Research Seminar by Mr Dimitris Poursanidis, GIS Analyst at WWF, Greece
The WWF Greece's project "Protection of the island wetlands of Greece"
With more than 3,000 small and large islands, Greece is unique in the Mediterranean. Wetlands have always had great significance for the geographical continuity, the diversity and the sustenance of life in Greek islands.
In 2004, WWF Greece undertook the initiative to record the islands wetlands of Greece, since they constitute an ecosystem network of exceptional importance. Despite the fact that they constitute an ecosystem network of exceptional ecological significance, island wetlands remained almost entirely unknown until then and were subject to strong pressures. Through the project “Conservation of island wetlands in Greece”, WWF Greece has thus far recorded over 805(!) wetlands in the Aegean archipelago and the Ionian Sea, planning at the same time future activities for their conservation.
Most of the island wetlands are coastal: small rivers, streams, ponds, brackish or salt water, freshwater, seasonal streams. The total area of island wetlands is 45 km2. Most are smaller than 10 stremmata, only eleven of are larger than 1,500 stremmata, while in some large islands such as Corfu, Evia, Lesvos and Limnos, wetlands may reach or exceed 3,000 stremmata.
These wet ecosystems are of great value for island communities. Apart from their value for irrigation and provision of freshwater, they protect coastal areas from groundwater salinization. In recent years there has been an ever increasing number of visitors who hunt, fish and observe birdlife. Equally great is the importance of wetlands for life, since they host a wide variety of plants and animals.

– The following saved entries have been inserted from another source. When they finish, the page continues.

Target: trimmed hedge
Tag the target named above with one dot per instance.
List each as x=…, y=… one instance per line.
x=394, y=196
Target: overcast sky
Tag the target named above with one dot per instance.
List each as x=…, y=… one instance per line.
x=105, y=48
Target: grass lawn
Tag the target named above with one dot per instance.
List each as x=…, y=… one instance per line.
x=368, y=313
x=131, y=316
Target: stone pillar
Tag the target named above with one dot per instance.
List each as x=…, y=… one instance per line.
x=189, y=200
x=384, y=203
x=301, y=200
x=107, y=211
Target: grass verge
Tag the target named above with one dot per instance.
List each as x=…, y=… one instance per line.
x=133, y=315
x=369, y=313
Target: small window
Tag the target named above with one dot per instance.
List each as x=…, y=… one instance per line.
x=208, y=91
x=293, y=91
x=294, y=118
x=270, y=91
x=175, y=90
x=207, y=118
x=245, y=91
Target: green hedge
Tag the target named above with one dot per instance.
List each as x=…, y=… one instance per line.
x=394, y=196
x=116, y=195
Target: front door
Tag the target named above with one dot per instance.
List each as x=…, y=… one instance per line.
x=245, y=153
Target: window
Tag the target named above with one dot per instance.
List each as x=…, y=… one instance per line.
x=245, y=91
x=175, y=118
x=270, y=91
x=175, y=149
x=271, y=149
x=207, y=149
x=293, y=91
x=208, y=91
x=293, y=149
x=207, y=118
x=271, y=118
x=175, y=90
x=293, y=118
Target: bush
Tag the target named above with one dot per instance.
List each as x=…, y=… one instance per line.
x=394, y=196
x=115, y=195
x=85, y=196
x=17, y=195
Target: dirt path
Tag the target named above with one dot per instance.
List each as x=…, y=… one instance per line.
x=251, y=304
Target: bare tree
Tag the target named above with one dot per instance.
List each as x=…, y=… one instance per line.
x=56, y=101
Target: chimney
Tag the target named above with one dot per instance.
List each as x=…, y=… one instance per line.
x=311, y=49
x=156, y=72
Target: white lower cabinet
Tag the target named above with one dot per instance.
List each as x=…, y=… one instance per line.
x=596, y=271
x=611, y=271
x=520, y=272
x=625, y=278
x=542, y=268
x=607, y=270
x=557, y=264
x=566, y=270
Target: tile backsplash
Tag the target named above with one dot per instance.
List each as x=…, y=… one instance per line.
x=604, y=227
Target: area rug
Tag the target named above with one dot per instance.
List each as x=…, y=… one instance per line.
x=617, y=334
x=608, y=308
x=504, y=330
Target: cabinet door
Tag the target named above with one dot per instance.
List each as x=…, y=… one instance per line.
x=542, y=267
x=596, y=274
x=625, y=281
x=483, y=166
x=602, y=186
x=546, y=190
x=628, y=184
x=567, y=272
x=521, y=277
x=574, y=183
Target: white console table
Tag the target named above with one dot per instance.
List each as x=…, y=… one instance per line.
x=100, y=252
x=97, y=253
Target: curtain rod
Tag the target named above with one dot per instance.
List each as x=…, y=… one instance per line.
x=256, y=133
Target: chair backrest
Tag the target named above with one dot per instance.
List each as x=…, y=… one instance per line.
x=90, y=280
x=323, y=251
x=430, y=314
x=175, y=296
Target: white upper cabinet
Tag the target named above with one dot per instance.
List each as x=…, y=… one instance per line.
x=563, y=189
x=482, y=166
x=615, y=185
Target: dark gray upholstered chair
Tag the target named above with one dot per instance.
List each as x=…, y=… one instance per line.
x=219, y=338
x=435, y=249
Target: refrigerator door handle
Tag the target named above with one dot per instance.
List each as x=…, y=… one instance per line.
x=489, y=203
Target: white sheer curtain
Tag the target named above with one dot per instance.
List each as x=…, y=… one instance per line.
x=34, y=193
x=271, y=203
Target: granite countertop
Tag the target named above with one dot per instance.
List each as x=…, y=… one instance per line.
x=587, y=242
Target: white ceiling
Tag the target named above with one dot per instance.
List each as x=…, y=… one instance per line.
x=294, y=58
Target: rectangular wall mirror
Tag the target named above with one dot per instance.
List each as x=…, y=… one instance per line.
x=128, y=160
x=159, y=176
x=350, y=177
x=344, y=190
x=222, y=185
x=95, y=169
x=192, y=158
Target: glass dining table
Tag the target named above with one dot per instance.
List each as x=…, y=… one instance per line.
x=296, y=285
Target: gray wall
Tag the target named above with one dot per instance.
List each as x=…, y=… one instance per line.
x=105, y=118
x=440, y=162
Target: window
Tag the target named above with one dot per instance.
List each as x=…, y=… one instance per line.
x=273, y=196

Although their total area in the Aegean is less than 1% of the area of the islands, wetlands are extremely important for millions of migratory birds each year and are critical to the survival of endemic freshwater fish species Ladigesocypris ghigii in Rhodes, the two frog species Pelophylax cerigensis in Karpathos and Pelophylax cretensis in Crete and a very large number of invertebrates.